Öte yandan Queen Ada küçük ve butik bir otel. Oda sayısı iki düzineyi bile bulmuyor. Buna karşılık, verilen hizmette sınır yok desem, inanın olan biteni hiç abartmamış sayılırım. Birkaç yıl içinde burası dostlar için vazgeçilmez bir buluşma noktası haline gelmiş. Daha önemlisi ise, insan burada bir müşteri değil, gerçek bir konuk statüsünde. Abartısız, ancak mükemmel bir ağırlama hizmeti, gelen konukları büyülüyor. Otel personeli, konukların rahat etmesi için ellerinden gelen hiçbir şeyi esirgemiyor.
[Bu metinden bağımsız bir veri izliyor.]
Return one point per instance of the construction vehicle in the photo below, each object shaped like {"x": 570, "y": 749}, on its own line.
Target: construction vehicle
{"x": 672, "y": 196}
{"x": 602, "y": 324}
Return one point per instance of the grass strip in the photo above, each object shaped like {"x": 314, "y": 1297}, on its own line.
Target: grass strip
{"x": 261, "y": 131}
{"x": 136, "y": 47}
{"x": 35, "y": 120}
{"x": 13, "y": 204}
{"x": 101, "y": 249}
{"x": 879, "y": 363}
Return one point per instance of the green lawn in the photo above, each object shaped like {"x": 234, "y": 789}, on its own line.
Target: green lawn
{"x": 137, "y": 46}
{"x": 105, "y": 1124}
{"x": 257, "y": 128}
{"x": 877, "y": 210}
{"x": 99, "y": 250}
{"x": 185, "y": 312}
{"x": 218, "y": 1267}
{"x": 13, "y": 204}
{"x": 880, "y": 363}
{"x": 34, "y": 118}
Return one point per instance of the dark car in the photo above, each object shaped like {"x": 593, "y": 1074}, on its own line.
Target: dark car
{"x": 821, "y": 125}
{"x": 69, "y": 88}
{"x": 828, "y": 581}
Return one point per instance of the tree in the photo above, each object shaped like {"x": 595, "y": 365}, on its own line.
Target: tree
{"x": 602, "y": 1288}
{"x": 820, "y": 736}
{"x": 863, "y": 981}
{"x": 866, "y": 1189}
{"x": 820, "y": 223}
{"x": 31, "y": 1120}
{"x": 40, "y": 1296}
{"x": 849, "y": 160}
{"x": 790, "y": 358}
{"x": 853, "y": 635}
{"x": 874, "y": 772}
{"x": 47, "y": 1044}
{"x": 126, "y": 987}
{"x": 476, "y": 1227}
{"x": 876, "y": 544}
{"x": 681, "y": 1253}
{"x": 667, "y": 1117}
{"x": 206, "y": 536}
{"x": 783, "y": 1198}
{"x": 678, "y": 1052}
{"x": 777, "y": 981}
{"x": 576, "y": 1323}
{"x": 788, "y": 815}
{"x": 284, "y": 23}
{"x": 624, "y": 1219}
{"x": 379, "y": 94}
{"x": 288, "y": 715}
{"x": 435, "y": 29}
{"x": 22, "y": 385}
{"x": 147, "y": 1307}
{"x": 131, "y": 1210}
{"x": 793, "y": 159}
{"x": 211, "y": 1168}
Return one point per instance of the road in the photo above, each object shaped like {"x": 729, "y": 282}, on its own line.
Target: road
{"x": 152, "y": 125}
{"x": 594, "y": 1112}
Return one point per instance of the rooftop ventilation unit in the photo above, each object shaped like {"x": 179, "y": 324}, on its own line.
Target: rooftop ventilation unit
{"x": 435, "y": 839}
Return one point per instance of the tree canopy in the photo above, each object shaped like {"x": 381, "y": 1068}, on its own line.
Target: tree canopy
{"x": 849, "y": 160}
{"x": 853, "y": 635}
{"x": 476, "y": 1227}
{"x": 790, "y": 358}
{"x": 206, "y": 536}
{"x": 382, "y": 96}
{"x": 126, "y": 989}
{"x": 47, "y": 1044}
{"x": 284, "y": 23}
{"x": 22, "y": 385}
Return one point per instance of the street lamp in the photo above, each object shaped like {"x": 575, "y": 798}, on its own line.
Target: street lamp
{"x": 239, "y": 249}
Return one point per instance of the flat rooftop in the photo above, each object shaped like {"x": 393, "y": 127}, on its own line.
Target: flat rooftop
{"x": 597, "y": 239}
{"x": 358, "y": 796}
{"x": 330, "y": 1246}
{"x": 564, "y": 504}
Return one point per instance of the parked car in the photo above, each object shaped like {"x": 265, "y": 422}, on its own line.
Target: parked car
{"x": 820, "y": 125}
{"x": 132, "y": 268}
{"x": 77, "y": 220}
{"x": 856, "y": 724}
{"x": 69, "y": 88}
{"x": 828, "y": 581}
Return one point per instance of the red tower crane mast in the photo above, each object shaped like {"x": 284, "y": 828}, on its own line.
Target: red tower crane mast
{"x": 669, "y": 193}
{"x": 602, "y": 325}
Sessizce, kimseyi rahatsız etmeden, etrafta kalabalık bir ordu görünümü sergilemeden isteklerinizi anında yerine getirmek için sürekli bir gayret içinde çalışıyor. Yöneticiler ise, böyle bir İsviçre saati düzeneğini sessizce ve durmaksızın çalıştırmak için aynı sessizlikte bir gayret içinde.

MÜKEMMELLİK ARAYIŞI

İnsanın yolu bir kez Bodrum'a düşmeye görsün. Bodrum, kaçınılmaz bir biçimde uğrak yeri olmaya devam ediyor. Nitekim, birkaç hafta sonra, bu kez Divan Oteli'nin Türkbükü'ndeki yeni tesisinin açılışı için yeniden yollara döküldük. Divan Oteli için övücü şeyler söylemekten kaçınacağım. Çünkü onların mükemmellik arayışlarının yıllardır tanığıyım. Bodrum'daki Divan Palmira'da yine bu arayışla karşılaşmak, o nedenle beni çok şaşırtmadı. Divan Palmira da yörenin bir başka yeni butik oteli. Beni etkileyen daha çok kentli bir otelin yazlık bir yerdeki alkışlanacak performansı oldu. Aynı abartısız ortamda hemen herşeyin en iyisinin yapılabilmesi çok dikkat çekici bir profesyonel deneyim oldu benim için.

Sezon başında sık sık Türk turizminin ucuzcu yaklaşımından şikayet etmiştim. Dünyanın en güzel kıyılarında, beş yıldızlı tesislerde elin insanını üç kuruş paraya ağırlamanın bir çözüm olmadığını yazıp durdum. Bodrum'daki deneyimim, bu anlayışın artık gerilerde kaldığını göstermesi açısından heyecan vericiydi.

Bütün bu güzel şeylerin yanısıra, bir iki noktaya da değinmeden geçemeyeceğim. Ama hala bu konuda ciddi bir personel sorunu yaşadığımızı da belirtmek zorundayım. Yüksek bedel ödeyen her konuk, çok haklı olarak, iyi niyetle yetinmez. Verdiği her kuruşun karşılığını ister. Bence bu tutumunda yerden göğe kadar da haklıdır.

Bir de Bodrum'daki tesisler büyük ölçüde Türkler'e pazarlanmakta. Yabancılar parmakla sayılacak kadar az. Böylesi bir durum, Türkleri belki de başka yerlerde tatile gitmekten vazgeçirmesi ve bir döviz tasarrufu sağlaması açısından önemli. Ama Türk'ün Türk'ü ağırlamasından çok, Türkler'in buralarda zengin yabancıları ağırlaması ülke ekonomisi bakımından daha önemli sayılır.

Üç dört aylık kısa sezonlar, böylesi ciddi girişimler için çok kısa. Turizmi, en geniş ölçekte, on iki aya yaymamız adeta bir zorunluk.